Sentiments of this sort are bound to heighten Israeli fears about its border security. In the immediate aftermath of the first round of the Egyptian elections, once the scale of the Islamist victory had become clear, Israeli defence minister Ehud Barak announced he was “very, very disturbed”. Prime minister Benyamin Netanyahu opted for less cautious language, promising to meet any threat coming from the Sinai with “an iron fist”.
Perhaps the most significant development of the Arab Spring from an Israeli perspective has been the strengthening of the relationship between Egypt and Turkey. Last September, Turkish Prime Minister Recep Tayyip Erdoğan visited Cairo where, according to Time magazine, he was greeted “like a rock star by thousands of adoring fans at the [city’s] airport”. Much of the enthusiasm Egyptians have for Erdoğan stems from his support for an independent Palestinian state and his tough stance on Israel – a stance which has grown yet tougher since Israeli special forces killed nine Turkish civilians on board a Gaza-bound aid flotilla in 2010.
During the visit, Cairo and Ankara agreed a series of commercial deals in technology, communications, tourism, energy and electricity and established for the first time a Turkish-Egyptian Cooperation Council.
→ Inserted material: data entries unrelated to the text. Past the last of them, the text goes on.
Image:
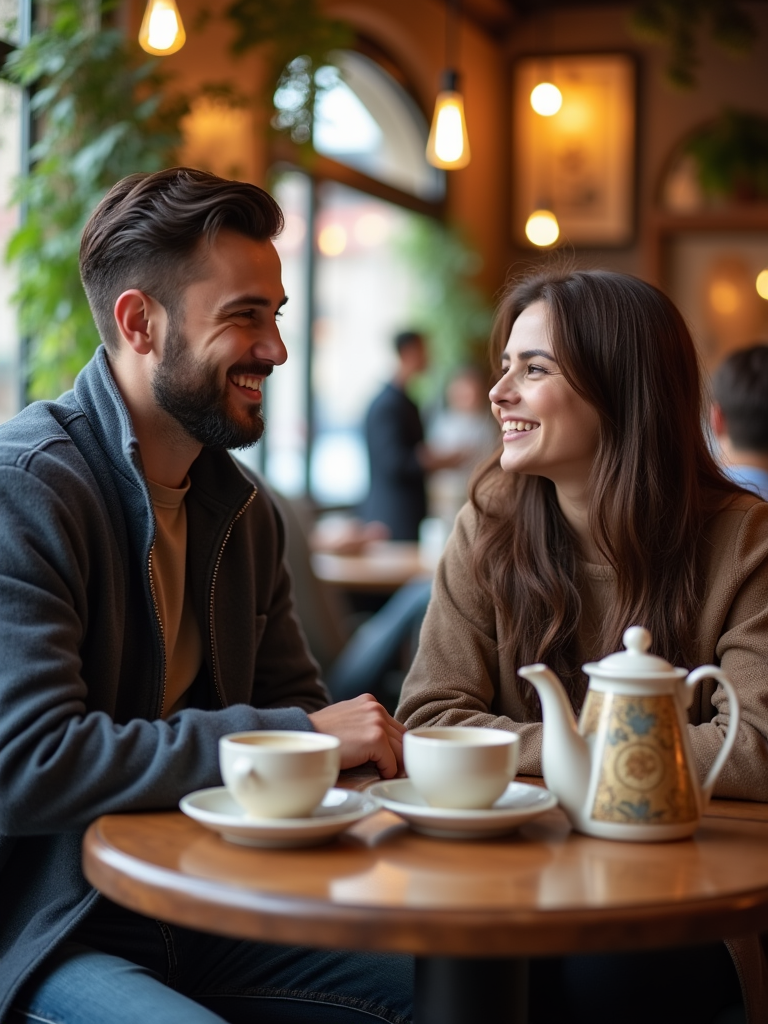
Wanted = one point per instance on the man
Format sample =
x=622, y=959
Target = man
x=146, y=611
x=398, y=458
x=739, y=417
Turkey also pledged to increase the level of its investments in Egypt to $5 billion and increase its trade by $1.8 billion.
The burgeoning partnership between these two regional powers – the combined population of which reaches 160 million, or half the total population of the Middle East – will be viewed by Israeli leaders with mounting concern. Israel’s relations with other neighbouring and nearby states – notably Iran, Iraq and Syria – are already dangerously fraught, while its regional status has become one of extreme diplomatic isolation. The emergence of a new Turkish-Egyptian alliance will only exacerbate Israel’s paranoia and siege mentality – a state of mind that could manifest itself in disastrous ways.